/color-averaging

Recursive graphics explorations

Primary LanguageJavaMIT LicenseMIT

Recursion and graphics tend to make a nice pairing for exploration.

For recursion, it makes the algorithm visible.

For graphics, it lets you generate complex shapes from a tiny foundation.

Running the code

Invoke with four arguments like so:

java-introcs ColorAveragingStack 0.30 0.83 0.46 0.06

Args are the four starting corner colors. Range is the interval (0,1).

0 is red, 0.1 orangeish, 0.2 yellowish, 0.3 greenish, 0.6 mid blueish, 0.7 purple, 0.9 pinkish, 1.0 red again. All you need to start the program is pick these four initial corner colors.

The first image generated by ColorAveragingStack given the above params is just this green square:

screen shot canvas

The above square's color is just average of the four colors chosen.

But it's a bit hard to understand average of four colours in our head, so...

This image prints your four corner colors, too (this is a hack to demonstrate how the algorithm works, it doesn't need to print those colors).

screen shot canvas

Next, we compute midpoint colors for each side.

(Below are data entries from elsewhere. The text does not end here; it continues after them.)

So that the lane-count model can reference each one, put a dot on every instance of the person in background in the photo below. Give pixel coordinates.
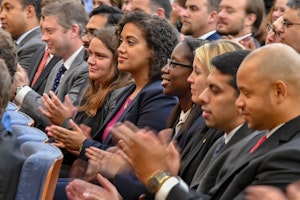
(62, 28)
(21, 19)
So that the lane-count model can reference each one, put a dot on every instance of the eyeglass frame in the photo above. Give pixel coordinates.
(286, 24)
(171, 62)
(270, 27)
(89, 33)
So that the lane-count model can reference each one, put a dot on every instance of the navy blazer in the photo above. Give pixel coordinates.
(214, 36)
(275, 162)
(196, 149)
(11, 161)
(28, 46)
(150, 108)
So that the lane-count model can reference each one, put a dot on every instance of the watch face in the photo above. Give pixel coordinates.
(152, 184)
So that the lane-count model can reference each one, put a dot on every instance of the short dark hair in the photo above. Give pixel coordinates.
(165, 4)
(294, 4)
(35, 3)
(192, 44)
(159, 35)
(228, 63)
(5, 87)
(113, 14)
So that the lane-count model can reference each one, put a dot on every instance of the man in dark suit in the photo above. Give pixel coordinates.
(200, 19)
(272, 105)
(240, 20)
(21, 19)
(11, 158)
(63, 38)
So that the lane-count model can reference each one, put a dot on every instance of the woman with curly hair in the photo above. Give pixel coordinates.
(146, 42)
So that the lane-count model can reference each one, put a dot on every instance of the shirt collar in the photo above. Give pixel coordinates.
(19, 40)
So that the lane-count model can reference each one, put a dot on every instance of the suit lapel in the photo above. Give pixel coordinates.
(281, 136)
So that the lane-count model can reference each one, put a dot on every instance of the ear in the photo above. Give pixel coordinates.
(279, 90)
(212, 17)
(30, 11)
(75, 29)
(161, 12)
(250, 19)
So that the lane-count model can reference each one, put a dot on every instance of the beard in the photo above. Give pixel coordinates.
(186, 30)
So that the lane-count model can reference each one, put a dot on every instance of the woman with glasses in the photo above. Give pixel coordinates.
(145, 43)
(174, 82)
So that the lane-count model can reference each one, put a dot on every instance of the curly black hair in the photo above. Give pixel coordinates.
(160, 37)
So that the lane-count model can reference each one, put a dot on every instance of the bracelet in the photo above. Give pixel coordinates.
(18, 89)
(156, 181)
(80, 148)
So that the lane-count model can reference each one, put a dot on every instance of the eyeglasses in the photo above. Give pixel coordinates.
(89, 33)
(270, 27)
(286, 24)
(170, 64)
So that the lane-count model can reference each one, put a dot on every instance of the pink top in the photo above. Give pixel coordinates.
(115, 118)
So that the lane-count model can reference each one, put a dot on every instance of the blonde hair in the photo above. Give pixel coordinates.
(217, 47)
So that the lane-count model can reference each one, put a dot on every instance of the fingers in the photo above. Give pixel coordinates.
(165, 136)
(106, 184)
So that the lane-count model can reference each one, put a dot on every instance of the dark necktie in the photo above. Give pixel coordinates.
(219, 148)
(59, 74)
(259, 142)
(40, 67)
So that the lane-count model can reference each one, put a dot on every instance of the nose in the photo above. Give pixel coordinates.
(221, 13)
(44, 36)
(240, 102)
(165, 69)
(204, 96)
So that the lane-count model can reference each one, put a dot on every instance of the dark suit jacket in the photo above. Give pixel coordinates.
(214, 36)
(207, 179)
(196, 149)
(11, 161)
(275, 162)
(27, 48)
(70, 84)
(150, 108)
(40, 83)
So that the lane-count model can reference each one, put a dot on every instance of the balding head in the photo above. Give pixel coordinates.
(269, 84)
(277, 62)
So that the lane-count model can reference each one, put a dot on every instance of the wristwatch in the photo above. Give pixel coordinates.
(156, 181)
(18, 89)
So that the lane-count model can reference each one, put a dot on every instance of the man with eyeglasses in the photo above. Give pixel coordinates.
(291, 25)
(100, 17)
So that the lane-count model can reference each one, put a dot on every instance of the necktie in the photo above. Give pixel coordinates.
(259, 142)
(219, 148)
(59, 74)
(40, 67)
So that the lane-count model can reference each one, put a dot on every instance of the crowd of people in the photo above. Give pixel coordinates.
(156, 99)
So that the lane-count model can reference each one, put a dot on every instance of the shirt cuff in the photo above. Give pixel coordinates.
(167, 186)
(21, 94)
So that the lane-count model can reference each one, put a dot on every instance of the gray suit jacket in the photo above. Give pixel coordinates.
(70, 85)
(28, 46)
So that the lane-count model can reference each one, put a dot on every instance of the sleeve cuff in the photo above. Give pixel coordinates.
(167, 186)
(21, 94)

While the final result we're aiming for doesn't actually use these, I print these to assist understanding.

screen shot canvas

You can probably get some idea that the midpoint colors are in fact the averages of the corner colors, at least in a few cases, like royal blue being the color in between sky blue and purple, on the left side.

But it's still a bit hard verifying the computation. So, the next image prints the color numbers on top. Now we can verify that a simple numerical average is taking place, and the colors seen simply reflect that.

screen shot canvas

At this point, we are fully set up to start the recursion.

We may now consider the four quadrants/quarters of the large square above as simply smaller versions of itself (all the quarters of the large square now have corner colors of their own, because we added the midpoint colors).

Consider the bottom left quadrant/quarter of the large square above. Its top left corner is the royal blue, its bottom left is the sky blue, its top right is the same as the background color of the main square (we didn't plot that one as a small square, it would be the same color as its background, so invisible), its bottom right is the yellow-green. Those are the input to another level of exactly the same computation. Observe that in the image below we now a) draw each quadrant using a background color of its newly computed centroid color (average of its four corner colors), then b) compute all the new midpoint colors, simply from corner colors, exactly as we did before.

We do this for all four subquadrants:

screen shot canvas

And let's go one more level down:

screen shot canvas

And again:

screen shot canvas

At this point the corner squares are getting hard to see, plus we don't really need them anymore, so lets drop them:

screen shot canvas

And another level down:

screen shot canvas

And again:

screen shot canvas

Finally we hit the pixel level so there's no point going further:

screen shot canvas

Note that color space is more complex than we have assumed here. Here we represent colors in just 1D, as an interval (0,1), which is crude.

One other discovery; since the java color class used here allows overflow, you can pass color values bigger than 1. If we do that, the averaging effect tend to cycle the full space, creating wave like artifacts.

E.g., using these illegal color values causing overflow: ji ColorAveragingStack 10.0 3.5 6.7 4.3

We get:

screen shot canvas

and its final image is:

screen shot canvas

All that from four numbers and some recursive averaging...

The verdict? ...Not bad but it ain't no Monet!